Hauser: This rule only has the enforcement mechanisms that are in the ERISA statute. There's no new enforcement structure here as there was in the 2016 rule. So, if you're giving advice to somebody in an ERISA-covered plan, telling them to roll money out of the ERISA plan, telling them what investments to make within the plan, you could be subject to an ERISA lawsuit based on that. You know, the plan participant could sue you under Section 502(a) of the statute if you were a fiduciary and you violated the prudent standard or the duty of loyalty or the like. In the IRA market, if you're giving advice to an IRA customer, there is no private right of action. There's just the excise tax.
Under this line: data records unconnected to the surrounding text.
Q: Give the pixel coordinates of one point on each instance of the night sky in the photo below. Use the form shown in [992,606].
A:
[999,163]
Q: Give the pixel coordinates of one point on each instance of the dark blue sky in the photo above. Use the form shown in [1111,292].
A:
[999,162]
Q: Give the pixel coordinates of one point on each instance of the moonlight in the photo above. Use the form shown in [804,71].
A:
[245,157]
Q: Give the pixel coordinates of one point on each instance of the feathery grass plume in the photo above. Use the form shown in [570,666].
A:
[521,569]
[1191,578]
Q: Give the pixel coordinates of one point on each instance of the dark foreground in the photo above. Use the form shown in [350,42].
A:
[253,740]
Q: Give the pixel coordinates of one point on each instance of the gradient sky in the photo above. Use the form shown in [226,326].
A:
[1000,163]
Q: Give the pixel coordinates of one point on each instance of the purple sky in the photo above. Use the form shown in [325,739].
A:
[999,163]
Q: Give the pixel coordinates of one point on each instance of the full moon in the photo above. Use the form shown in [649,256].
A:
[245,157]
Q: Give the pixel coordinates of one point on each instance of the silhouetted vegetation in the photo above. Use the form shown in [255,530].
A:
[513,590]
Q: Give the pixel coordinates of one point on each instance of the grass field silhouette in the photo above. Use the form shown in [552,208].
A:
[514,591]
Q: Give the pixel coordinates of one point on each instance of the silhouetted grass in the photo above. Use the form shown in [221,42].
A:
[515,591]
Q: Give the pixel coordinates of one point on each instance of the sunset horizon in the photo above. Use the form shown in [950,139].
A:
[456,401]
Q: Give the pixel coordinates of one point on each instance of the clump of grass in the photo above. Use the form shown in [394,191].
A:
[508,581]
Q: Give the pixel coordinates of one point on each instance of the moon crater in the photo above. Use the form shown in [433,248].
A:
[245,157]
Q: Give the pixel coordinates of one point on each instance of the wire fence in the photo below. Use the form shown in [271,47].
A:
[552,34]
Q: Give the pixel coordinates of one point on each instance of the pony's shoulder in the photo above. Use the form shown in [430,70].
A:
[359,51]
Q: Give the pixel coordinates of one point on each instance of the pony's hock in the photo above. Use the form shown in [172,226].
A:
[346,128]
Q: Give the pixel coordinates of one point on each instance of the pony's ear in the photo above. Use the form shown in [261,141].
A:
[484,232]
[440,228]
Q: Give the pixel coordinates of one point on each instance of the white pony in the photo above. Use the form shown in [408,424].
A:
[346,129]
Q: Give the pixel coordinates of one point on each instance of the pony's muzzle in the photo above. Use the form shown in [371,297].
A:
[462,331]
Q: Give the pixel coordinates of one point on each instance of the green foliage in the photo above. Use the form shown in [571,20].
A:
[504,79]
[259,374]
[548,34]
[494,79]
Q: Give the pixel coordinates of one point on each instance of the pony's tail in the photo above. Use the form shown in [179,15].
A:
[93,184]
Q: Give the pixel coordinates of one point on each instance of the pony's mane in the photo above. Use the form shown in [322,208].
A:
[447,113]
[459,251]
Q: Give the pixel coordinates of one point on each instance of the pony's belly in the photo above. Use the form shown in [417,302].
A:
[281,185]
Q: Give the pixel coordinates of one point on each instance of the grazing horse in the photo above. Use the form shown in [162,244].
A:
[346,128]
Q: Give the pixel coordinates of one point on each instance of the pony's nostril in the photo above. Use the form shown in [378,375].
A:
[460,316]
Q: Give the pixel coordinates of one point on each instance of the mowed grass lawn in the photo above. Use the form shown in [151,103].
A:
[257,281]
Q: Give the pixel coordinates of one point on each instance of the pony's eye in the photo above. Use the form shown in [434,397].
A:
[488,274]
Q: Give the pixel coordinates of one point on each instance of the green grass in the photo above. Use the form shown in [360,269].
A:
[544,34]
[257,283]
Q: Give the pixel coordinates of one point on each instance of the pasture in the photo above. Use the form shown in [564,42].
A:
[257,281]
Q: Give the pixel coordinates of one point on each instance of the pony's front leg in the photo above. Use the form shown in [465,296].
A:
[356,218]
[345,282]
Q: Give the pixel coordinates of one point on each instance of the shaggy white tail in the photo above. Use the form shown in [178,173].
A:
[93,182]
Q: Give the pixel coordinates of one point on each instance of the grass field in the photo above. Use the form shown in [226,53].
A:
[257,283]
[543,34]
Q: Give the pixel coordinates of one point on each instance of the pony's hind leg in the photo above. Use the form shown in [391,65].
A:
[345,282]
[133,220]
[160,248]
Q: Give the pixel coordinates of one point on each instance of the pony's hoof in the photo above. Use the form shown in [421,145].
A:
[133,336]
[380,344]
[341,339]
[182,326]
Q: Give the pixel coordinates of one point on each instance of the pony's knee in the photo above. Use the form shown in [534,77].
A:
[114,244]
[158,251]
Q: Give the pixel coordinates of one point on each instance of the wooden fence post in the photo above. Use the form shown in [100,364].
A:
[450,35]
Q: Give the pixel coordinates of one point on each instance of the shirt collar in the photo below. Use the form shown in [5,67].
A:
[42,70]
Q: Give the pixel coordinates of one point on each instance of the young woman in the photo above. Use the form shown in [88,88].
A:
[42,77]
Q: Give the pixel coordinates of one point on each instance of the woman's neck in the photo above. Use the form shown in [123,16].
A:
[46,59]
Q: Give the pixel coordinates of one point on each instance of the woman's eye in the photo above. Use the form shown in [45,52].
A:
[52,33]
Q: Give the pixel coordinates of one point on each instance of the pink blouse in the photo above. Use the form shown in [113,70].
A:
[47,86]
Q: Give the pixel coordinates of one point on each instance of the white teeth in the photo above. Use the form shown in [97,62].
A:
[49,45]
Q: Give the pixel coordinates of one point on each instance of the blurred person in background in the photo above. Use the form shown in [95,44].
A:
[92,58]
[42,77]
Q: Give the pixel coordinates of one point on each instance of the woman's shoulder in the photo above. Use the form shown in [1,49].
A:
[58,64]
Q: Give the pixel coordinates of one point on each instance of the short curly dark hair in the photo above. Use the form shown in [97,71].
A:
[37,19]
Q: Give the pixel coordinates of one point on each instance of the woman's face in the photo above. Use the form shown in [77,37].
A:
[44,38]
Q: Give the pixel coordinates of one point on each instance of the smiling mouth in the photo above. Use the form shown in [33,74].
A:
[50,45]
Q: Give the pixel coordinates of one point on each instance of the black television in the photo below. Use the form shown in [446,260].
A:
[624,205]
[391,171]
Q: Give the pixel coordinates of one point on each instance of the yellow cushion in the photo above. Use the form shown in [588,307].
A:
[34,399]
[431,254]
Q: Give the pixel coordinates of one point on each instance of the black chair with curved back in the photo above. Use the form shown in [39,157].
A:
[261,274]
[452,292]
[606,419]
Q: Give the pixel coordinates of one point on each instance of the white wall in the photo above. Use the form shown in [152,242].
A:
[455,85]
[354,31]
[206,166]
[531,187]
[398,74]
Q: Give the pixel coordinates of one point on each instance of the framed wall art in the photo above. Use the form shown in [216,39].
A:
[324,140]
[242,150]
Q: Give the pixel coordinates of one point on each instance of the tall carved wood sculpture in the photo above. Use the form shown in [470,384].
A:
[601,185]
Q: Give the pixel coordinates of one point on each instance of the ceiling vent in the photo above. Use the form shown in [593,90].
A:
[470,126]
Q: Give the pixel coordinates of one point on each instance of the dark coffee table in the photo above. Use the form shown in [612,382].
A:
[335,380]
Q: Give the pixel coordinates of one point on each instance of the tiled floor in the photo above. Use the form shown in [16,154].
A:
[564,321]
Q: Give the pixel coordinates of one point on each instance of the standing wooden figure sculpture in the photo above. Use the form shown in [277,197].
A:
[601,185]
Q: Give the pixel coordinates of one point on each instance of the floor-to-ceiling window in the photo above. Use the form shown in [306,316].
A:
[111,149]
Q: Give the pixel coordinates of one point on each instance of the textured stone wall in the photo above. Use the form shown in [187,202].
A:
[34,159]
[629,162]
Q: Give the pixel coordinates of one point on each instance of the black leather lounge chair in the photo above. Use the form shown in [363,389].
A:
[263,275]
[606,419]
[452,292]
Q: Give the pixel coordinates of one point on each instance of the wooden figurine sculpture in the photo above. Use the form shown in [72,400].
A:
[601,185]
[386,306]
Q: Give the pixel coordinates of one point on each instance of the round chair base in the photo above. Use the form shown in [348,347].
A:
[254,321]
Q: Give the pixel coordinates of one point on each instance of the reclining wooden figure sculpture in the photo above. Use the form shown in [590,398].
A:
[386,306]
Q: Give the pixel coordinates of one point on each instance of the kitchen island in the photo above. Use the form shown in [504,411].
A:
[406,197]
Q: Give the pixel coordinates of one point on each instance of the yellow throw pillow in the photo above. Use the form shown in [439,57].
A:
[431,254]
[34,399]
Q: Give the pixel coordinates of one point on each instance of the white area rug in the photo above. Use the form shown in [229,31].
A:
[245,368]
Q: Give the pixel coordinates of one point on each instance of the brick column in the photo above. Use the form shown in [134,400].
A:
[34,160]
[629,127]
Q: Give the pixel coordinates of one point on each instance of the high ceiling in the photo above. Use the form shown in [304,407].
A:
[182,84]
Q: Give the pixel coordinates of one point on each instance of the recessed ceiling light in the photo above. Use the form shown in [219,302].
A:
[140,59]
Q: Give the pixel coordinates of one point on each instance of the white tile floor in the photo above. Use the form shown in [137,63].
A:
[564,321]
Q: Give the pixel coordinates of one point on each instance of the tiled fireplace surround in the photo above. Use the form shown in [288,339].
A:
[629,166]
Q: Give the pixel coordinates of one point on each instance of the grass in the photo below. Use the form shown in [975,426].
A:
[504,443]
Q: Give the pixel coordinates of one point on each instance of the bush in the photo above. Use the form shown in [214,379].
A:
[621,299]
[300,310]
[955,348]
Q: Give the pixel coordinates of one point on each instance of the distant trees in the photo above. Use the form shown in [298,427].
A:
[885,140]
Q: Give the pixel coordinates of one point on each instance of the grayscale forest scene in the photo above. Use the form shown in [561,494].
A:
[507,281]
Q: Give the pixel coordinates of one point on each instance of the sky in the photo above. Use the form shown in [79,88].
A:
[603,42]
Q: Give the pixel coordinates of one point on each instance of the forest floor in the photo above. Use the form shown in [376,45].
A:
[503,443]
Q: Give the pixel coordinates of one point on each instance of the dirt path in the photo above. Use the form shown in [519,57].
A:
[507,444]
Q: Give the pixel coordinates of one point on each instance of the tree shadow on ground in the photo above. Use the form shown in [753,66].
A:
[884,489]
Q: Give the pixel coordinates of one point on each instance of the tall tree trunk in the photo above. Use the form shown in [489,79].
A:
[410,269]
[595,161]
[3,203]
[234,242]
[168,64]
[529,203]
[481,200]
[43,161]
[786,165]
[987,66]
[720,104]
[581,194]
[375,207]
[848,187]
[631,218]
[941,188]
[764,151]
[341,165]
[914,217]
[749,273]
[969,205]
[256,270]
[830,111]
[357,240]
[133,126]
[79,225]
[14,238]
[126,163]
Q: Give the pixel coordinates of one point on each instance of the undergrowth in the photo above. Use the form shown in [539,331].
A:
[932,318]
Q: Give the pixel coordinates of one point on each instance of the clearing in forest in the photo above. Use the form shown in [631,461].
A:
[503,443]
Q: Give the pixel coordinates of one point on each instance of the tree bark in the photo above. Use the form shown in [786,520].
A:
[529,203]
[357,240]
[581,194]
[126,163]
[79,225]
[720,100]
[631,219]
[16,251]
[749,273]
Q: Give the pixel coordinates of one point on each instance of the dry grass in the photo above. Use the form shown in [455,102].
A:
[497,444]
So, nothing we've done would expose you to a lawsuit in the IRA market.

Is there anything important we haven't covered about the proposed retirement security rule that you think CPA financial planners would benefit from knowing?

Hauser: Well, I just want to emphasize the policy goals we're trying to promote here, which is how vitally important it is to people that they get good advice on how to invest for retirement. When ERISA was first enacted in 1974, everybody was in a defined benefit plan to the extent they had a plan, and those investments were managed by professional money managers. We've gone from that to the world we have today, where there's just a bewildering array of stuff people can invest in. There's a lot of complexity to these investments. You know, a lot of the annuity products out there are quite complicated. They can be quite beneficial to people, but they're also quite complicated, and a lot of these investments have pretty significant conflicts of interest associated with them. You know, people are getting incentivized to recommend one thing rather than another thing.

All this rule is trying to do is make sure that professionals recognize the importance of their retirement advice. There's a whole world of people who aren't expert in financial matters who are dependent on these investment professionals getting it right. And I think they're better served and this whole marketplace is going to be better served if people just take the role seriously and adhere to those basic principles of prudence and loyalty and candor and not overcharging folks. And that's not all that much to ask of folks who are in a subsidized marketplace. I mean there are significant tax advantages that go with these retirement investments. It's not too much to ask in exchange that they put the investor's interest first and look out for people in what are really hard decisions. 

[Editor's note: CPA financial planners are subject to similar professional ethical requirements, and additional ones, under state accountancy laws, the AICPA Code of Professional Conduct, and the AICPA Statement on Standards in Personal Financial Planning Services.]

DOL held a public hearing on the proposed retirement security rule in mid-December.